Wissenschaftler der Nationalen Autonomen Universität Mexikos (UNAM) untersuchen die potenziellen Gesundheitsrisiken von Schwefelwasserstoffgas, das während der Zersetzung von Meeresalgen entlang der Küstengebiete in Quintana Roo freigesetzt wird. Die Studie konzentriert sich auf Bewohner, die in der Nähe von Stränden leben, wo sich große Ansammlungen von Meeresalgen versammelt haben, was Bedenken hinsichtlich der langfristigen Exposition gegenüber dem giftigen Gas aufwirft. Die Forschung begann mit der Beurteilung der gesundheitlichen Auswirkungen auf Arbeiter, die Meeresalgen manuell von den Küsten in Puerto Morelos, Playa del Carmen und Mahahual entfernen. Diese Personen waren hohen Mengen an Schwefelwasserstoff ausgesetzt, was mit Atemwegserkrankungen und anderen Gesundheitsproblemen in Verbindung gebracht wurde.
Nun erweitern Wissenschaftler ihre Untersuchungen um die nahe gelegenen Gemeinden, um festzustellen, wie weit sich das Gas ausbreitet und wie es sich auf Nichtarbeiter auswirkt, die in der Nähe dieser Ansammlungszonen leben. Rosa Rodríguez, Forscherin am Institut für Meereswissenschaften und Limnologie (ICMyL) der Puerto Morelos-Einheit der UNAM, erklärte, dass bereits neun feste Sensoren in Wohngebieten in der Nähe der Küste installiert wurden, um die Gaskonzentration zu überwachen.
Rodríguez stellte fest, dass frühere Studien in Martinica darauf hindeuten, dass Schwefelwasserstoff bis zu zwei Kilometer von der Küste entfernt sein kann. In Quintana Roo befinden sich jedoch einige Häuser nur 40 Meter von Algenansammlungsstellen entfernt, was Bedenken hinsichtlich einer erhöhten Exposition in diesem Jahr aufgrund höherer Mengen an Algen auslöst. Die Forscher überwachen, ob die Gaskonzentrationen ähnlich gestiegen sind.
Der Zugang zu Stränden und zum Ozean ist auch in Regionen, in denen sich Algen stark ansammeln, eine Herausforderung geworden. Diese Phase der Studie ist Teil einer größeren Initiative, die von der kanadischen Regierung über die Universität Victoria finanziert und in Zusammenarbeit mit der Universität São Paulo in Brasilien durchgeführt wird. Sie baut auf früheren Untersuchungen auf, die in Martinique und anderen französischen karibischen Inseln durchgeführt wurden, wo ähnliche Gesundheitsprobleme bei Bevölkerungen beobachtet wurden, die in der Nähe von Algenlagerstätten leben. In Martinique verglichen die Forscher zwei Gruppen: eine in Gebieten mit regelmäßiger Ansammlung von Algen und eine andere in weniger betroffenen Zonen.

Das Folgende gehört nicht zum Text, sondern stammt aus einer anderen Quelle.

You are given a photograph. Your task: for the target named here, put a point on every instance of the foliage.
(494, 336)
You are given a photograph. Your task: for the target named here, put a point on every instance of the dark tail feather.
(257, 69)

Medizinische Aufzeichnungen zeigten eine Zunahme bestimmter Symptome, insbesondere der Atemwege, neurologischer und gastrointestinaler, in der Gruppe, die einem höheren Gehalt an Schwefelwasserstoff ausgesetzt war. Dieser Befund unterstreicht die Notwendigkeit weiterer Untersuchungen der langfristigen gesundheitlichen Auswirkungen für die Bewohner von Quintana Roo. Rodríguez betonte, dass sich die anfänglichen Studien zwar auf Arbeiter konzentrierten, die mit Seetang umgehen, die aktuelle Phase jedoch darauf abzielt, die breiteren Auswirkungen auf die öffentliche Gesundheit zu verstehen. Sie hob hervor, dass viele Bewohner in der Nähe von Ansammlungsstellen leben und eine längere Exposition erfahren können, auch wenn sie nicht direkt an Aktivitäten zur Entfernung von Seetang beteiligt sind.
Das Ziel ist es, sichere Schwellenwerte für die Gaskonzentration festzulegen und gefährdete Bevölkerungsgruppen zu identifizieren. Die Installation neuer Sensoren wird fortgesetzt, mit Plänen, das Netzwerk auf mehr Standorte auszuweiten. Die Wissenschaftler hoffen, umfassende Daten zu sammeln, die die öffentliche Gesundheitspolitik informieren und die Bemühungen zur Minderung der mit der Zersetzung von Meeresalgen verbundenen Risiken leiten.